In 2005, Pedestrian.TV founders Chris Wirasinha and Oscar Martin wanted to change the publishing game by creating a platform that would resonate with young Aussies in an entirely new way.
They succeeded well beyond their initial plan and now look after Australia’s biggest youth news website. Along the way they sold down their shareholding with Nine Entertainment picking up what it didn’t already own just last month. Chris Wirasinha joined James Daggar-Nickson and James Manning on Your Money this week to talk about the digital publishing marketplace.
How ambitious were your initial plans when you launched Pedestrian.TV?
The initial plans were very ambitious. If you talk to any startup founders, they want to take over the world. The initial plans were massive. Now when we look back we think we did pretty well but not quite to the level of our initial thoughts.
We thought we might have built a global business with reporters in 16 countries and not have just the #1 youth website in Australia but potentially the world.
We have had great success and a fun time building a team. When we started the business I was 21 and Oscar was 22 and we certainly had big dreams.
Is there still a chance you could go overseas? Did you ever explore that option?
We never did. We looked at it but we saw a lot of young media companies go overseas before they were ready. The US is a very sophisticated market for digital media and it is not a cheap market to break into. To break into the US there are eight major markets you need to have a presence in.
Three years ago we did a deal with Nine Entertainment and sold a chunk of the business and more recently finalised that sale. At that time we had the choice of either staying in Australia to focus on local growth or, do we potentially raise venture capital and roll the dice again?
Maybe we chose the less-sexy option to stay in Australia. Even by staying in Australia though, we can still be a lot bigger than we are now.
Tell us about the early days of Pedestrian.
For people who have no idea what we are talking about, Pedestrian.TV started life as a DVD magazine. It was filled with about 60 minutes of youth culture in a magazine-style TV show. After a couple of years we launched the website, which was a big shift that shaped what the business became. The fundamental concept of the site remains similar to what we are doing now.
Is the youth market hard and how do you stay relevant?
The youth market is hard if it is a business not run by young people. The youth market is really easy when you are in your 20s or early 30s and you are part of the audience. I am now 35 and I am starting to move out of that world. However, everyone in our team is younger and that is what we hire for. Being a digital product was easier for us too because online was where our audience was. One of the challenges now is the fragmented nature of the audience with so many digital platforms from Facebook, Twitter, Snapchat, Instagram and YouTube.
Was there much competition over the years?
We were the competition initially. There were much larger businesses targeting our audience when we started out. We were always the underdog and we used to have a third of the traffic [of other sites] and we had to build our numbers and commercial acumen.

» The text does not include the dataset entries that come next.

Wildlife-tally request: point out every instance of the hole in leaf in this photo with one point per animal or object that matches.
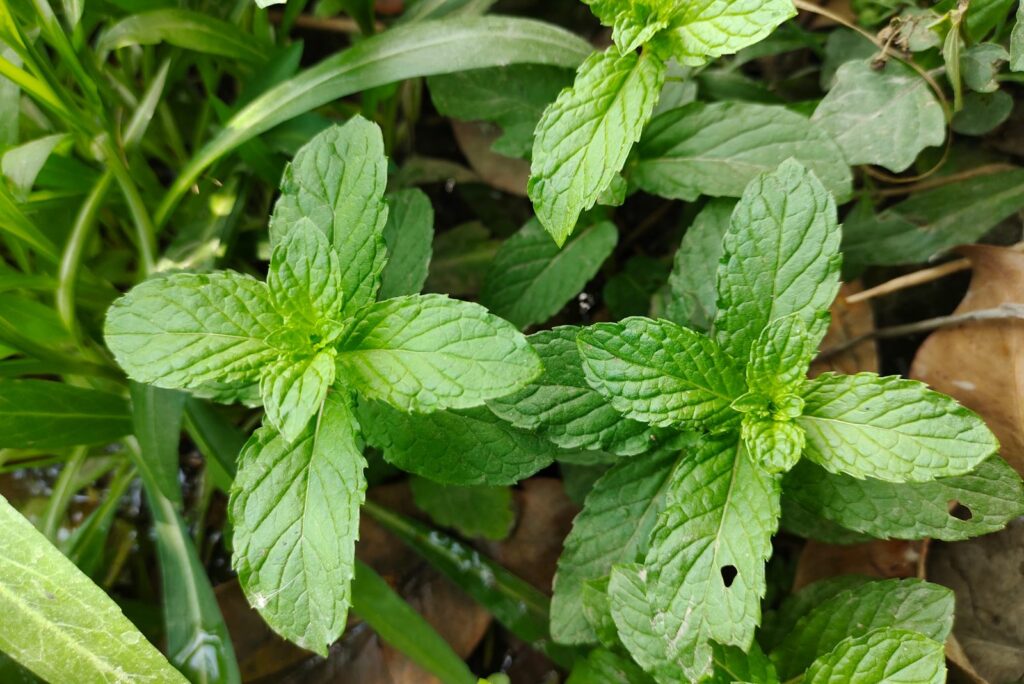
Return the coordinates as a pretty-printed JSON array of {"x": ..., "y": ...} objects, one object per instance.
[
  {"x": 960, "y": 511},
  {"x": 729, "y": 573}
]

There are still traditional publishers [we compete with] in addition to two of the biggest companies in the world, Facebook and Google.
Do you still have the passion for Pedestrian.TV?

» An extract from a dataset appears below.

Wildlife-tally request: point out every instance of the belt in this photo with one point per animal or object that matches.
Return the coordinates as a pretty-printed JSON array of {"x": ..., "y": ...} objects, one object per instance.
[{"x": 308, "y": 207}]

We did the Nine deal three years ago when we sold 60% of the business in 2015, which valued the company at $15.5m. We were very happy with that. We recently sold the rest of the shares and the business had grown significantly and the valuation when we sold the remaining 40% was just under $100m. We are super-pumped about where it can go. It is our legacy and we still love it. We want to make sure the business is positioned well for the next phase with the right management. We want a continuing relationship. I have two kids – nine and six – and in 10 years’ time I’d like to think they are reading the Pedestrian.TV website and saying, “Dad made that.”

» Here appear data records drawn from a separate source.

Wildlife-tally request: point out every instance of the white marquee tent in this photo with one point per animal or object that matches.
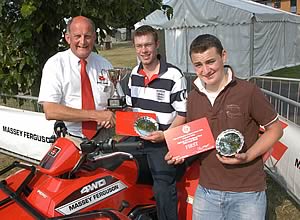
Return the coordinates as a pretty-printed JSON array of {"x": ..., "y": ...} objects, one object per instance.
[{"x": 258, "y": 38}]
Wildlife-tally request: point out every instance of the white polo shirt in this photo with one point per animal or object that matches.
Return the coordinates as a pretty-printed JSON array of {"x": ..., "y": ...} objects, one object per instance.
[{"x": 61, "y": 83}]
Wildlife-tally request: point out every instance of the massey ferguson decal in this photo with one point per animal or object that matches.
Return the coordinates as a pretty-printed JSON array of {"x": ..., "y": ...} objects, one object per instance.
[
  {"x": 93, "y": 186},
  {"x": 90, "y": 194}
]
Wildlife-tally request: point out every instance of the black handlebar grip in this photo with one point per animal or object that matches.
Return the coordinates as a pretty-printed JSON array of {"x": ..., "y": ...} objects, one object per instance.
[{"x": 128, "y": 145}]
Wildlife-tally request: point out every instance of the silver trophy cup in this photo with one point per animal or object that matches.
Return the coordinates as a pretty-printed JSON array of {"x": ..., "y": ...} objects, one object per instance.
[{"x": 117, "y": 101}]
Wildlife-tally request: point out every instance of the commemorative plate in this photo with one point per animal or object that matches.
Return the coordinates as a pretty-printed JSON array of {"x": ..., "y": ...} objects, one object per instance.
[
  {"x": 144, "y": 125},
  {"x": 229, "y": 142}
]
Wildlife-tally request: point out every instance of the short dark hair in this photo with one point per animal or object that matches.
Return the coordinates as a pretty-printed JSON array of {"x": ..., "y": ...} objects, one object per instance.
[
  {"x": 144, "y": 30},
  {"x": 204, "y": 42}
]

Would you every get involved in a startup – maybe something for middle-aged Australia?
One area I am passionate about is how can media unlock the value that it delivers and compete on a better footing with Google and Facebook. I don’t think I would start a content-based media company, but things that help bolster and find great journalism to keep getting made are an area I am passionate about.
What do you think of Nine’s Fairfax plans as you will be part of that big media family?
The moves Nine is making at the moment go beyond old media. The way they are running the business is really exciting and the way they are incubating businesses like Stan is great. Nine knows how to take ideas and compete with global players. When Stan launched against Netflix and Presto, I initially thought it might be a bloodbath but the numbers Stan has are phenomenal and it is a fantastic business.